Talk:Mercer Beasley
All of the below is source material that I may use to expand the article
Brook Zelcer's article, to be studied again and mined for info and quotations:
In 1932 Time declared Beasley the most significant teacher in the history of U.S. tennis. By then he had developed Vines and Parker, his two great protégés, and promoted the game to hordes of other competitive and recreational players. To the vast majority of Americans, Beasley was tennis. He traded jabs and jibes with lightweight champ Benny Leonard, and even held court with the mighty Babe Ruth, who complained of any game that required him to keep the ball inside the fences. The A.G. Spaulding Company's "Mercer Beasley" model was the top selling racquet for much of the 30's and 40's, outstripping even the ubiquitous "Jack Kramer" in terms of its popularity. Many were the memorable matches played with the "Beasley," including the stellar 1949 U.S. singles title between Ted Schroeder and Pancho Gonzalez.
Mind Game
Beasley’s How to Play Tennis (1933) was a perennial best seller at a time when instructors were scarce. How to Play Tennis approaches the sport from an entirely tactical, scientific perspective. Beasley’s goal: to produce winning tennis players. To this end, he preached the virtue of percentage play, calling good tennis the "avoidance of making errors," and emphasizing that "a point won on an error counts just as much as a point scored on an ace."

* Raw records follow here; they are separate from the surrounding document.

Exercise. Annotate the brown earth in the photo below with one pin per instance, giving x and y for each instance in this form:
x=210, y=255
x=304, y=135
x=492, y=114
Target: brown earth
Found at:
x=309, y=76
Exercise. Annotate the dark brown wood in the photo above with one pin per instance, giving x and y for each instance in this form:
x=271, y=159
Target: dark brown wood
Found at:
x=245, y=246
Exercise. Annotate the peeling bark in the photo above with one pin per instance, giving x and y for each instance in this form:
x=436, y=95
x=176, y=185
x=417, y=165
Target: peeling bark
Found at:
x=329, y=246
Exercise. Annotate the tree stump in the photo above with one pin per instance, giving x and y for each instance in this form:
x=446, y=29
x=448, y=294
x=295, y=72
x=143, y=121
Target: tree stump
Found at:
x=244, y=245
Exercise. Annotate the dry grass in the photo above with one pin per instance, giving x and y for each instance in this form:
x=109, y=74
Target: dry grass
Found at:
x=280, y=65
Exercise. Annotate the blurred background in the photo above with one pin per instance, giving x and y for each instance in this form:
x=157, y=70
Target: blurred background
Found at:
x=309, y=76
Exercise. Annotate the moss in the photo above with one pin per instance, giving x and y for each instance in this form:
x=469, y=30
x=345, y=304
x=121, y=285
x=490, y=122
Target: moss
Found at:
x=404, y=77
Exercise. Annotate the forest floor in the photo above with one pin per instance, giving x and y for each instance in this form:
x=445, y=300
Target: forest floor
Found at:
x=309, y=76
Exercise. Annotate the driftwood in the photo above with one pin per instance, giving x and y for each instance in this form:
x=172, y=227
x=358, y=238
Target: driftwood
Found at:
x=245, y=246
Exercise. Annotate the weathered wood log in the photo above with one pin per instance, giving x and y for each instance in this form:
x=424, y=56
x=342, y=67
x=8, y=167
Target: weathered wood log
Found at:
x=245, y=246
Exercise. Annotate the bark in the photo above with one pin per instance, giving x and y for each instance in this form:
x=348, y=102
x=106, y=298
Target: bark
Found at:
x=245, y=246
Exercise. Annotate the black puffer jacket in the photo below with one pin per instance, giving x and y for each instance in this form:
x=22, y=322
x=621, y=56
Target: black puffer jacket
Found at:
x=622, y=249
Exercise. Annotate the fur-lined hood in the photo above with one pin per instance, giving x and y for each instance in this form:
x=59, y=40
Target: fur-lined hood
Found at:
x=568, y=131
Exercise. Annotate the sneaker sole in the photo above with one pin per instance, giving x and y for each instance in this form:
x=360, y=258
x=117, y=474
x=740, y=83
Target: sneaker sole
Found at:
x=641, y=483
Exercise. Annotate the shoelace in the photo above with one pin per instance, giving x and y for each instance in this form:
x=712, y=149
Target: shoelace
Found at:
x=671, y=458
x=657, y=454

About 50 years before athletes cross trained, Beasley's students were already tapping other sports in order to master different aspects of tennis. Boxing taught players to attack short balls in the front court. "Foot up to it on your forehand side and shoot a right jab at it," Beasley would say. Basketball helped teach defensive play and alertness. Ballroom dance and gymnastics were studied. He discovered learning tools everywhere. He even used a marching band for players to rally to while practicing footwork.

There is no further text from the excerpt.